ジチテン

参加差押

読み:さんかさしおさえ

意味

参加差押とは、滞納者の財産について既に他の機関による滞納処分としての差押えがされている場合に、徴収職員が当該執行機関に対して行う、交付要求としての効力に加えて先行する差押えが解除されたときに自らの差押えへ移行する効力をもつ手続をいう。

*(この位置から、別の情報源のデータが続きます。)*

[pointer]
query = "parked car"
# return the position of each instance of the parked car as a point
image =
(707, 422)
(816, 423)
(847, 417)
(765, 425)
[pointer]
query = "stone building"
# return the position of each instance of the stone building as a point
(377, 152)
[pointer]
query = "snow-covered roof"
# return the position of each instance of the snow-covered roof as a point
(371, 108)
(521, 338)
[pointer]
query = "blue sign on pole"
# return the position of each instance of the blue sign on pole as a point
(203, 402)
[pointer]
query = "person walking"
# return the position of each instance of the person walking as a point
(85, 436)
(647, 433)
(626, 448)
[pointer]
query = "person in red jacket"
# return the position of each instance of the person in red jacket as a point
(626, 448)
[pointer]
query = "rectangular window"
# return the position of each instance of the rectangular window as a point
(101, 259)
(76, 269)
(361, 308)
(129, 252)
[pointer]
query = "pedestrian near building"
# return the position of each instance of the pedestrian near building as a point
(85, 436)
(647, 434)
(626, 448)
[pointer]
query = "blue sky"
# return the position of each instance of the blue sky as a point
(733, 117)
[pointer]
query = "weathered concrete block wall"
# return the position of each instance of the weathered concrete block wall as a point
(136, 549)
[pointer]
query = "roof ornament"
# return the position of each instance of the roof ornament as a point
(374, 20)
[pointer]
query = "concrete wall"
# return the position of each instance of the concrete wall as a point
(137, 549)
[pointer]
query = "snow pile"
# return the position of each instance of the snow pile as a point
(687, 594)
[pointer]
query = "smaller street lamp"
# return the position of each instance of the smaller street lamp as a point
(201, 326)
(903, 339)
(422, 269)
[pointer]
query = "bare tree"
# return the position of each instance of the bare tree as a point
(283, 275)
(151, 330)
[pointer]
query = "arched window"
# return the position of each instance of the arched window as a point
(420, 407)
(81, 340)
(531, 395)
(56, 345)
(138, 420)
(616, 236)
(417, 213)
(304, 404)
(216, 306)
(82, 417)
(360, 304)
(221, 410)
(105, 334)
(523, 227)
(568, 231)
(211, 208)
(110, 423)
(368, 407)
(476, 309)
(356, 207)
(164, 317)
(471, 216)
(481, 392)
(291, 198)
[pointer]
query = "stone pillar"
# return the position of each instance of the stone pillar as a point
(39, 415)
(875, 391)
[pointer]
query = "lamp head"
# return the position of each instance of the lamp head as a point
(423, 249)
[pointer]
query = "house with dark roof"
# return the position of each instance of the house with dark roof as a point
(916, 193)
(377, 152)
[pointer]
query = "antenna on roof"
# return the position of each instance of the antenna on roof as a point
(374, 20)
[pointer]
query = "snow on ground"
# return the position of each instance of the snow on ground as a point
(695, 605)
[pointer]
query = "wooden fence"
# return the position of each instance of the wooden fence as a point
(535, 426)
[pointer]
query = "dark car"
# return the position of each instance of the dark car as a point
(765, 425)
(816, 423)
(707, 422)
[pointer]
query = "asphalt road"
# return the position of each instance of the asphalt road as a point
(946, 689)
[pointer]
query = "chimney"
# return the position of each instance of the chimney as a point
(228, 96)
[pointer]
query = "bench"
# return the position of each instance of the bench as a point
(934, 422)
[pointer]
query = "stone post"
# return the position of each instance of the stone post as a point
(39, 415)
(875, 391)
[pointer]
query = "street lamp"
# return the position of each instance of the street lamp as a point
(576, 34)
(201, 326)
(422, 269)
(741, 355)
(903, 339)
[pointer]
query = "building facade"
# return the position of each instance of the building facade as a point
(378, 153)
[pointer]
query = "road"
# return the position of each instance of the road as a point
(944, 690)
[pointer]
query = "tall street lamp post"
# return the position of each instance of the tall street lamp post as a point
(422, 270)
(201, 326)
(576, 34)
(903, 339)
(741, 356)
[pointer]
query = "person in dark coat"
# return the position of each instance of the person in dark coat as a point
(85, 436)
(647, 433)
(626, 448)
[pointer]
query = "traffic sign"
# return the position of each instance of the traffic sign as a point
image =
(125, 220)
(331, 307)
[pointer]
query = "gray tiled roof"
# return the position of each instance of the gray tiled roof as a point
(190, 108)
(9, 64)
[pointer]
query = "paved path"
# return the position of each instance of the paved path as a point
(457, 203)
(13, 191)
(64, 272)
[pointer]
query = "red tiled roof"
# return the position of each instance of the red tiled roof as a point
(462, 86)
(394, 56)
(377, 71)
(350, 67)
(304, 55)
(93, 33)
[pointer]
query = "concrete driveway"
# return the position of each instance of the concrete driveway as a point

滞納者の不動産や債権が、他の地方団体や国によって既に滞納処分で差し押さえられていることがある。同じ財産を二重に差し押さえることはできないため、後から徴収する地方団体は参加差押という手続で配当に加わる。参加差押は、交付要求と同じく換価代金の配当を求める効力をもつとともに、先行する差押えが取り消されたり解除されたりしたときには、その時点で自らの差押えへと移行する点に特徴がある。つまり、ただ配当を待つだけの交付要求よりも一歩進んで、先行差押えが消えた場合に差押えの地位を引き継げる強い手続である。徴収担当は、対象財産に対する先行手続が滞納処分かどうかを確認し、滞納処分であれば参加差押を選択して配当順位と差押えの地位を確保する。

交付要求としての効力と差押えへの移行

参加差押は、地方税法国税徴収法の例によるとする滞納処分の手続のうち、他の機関の滞納処分によって差押えがされている財産に対して行うものである。参加差押をした徴収職員は、その財産の換価代金から滞納税の配当を受けられる(交付要求としての効力)うえ、先行する差押えが解除・取消し等によって効力を失ったときには、参加差押をした時点にさかのぼって自らが差押えをしたものとして扱われる。これにより、配当への参加にとどまらず、先行手続が消えても差押えの地位を失わずに換価へ進める点で交付要求より効力が強い。対象が滞納処分以外の強制換価手続(強制執行・競売・破産等)の場合は参加差押ができず、交付要求によることになる。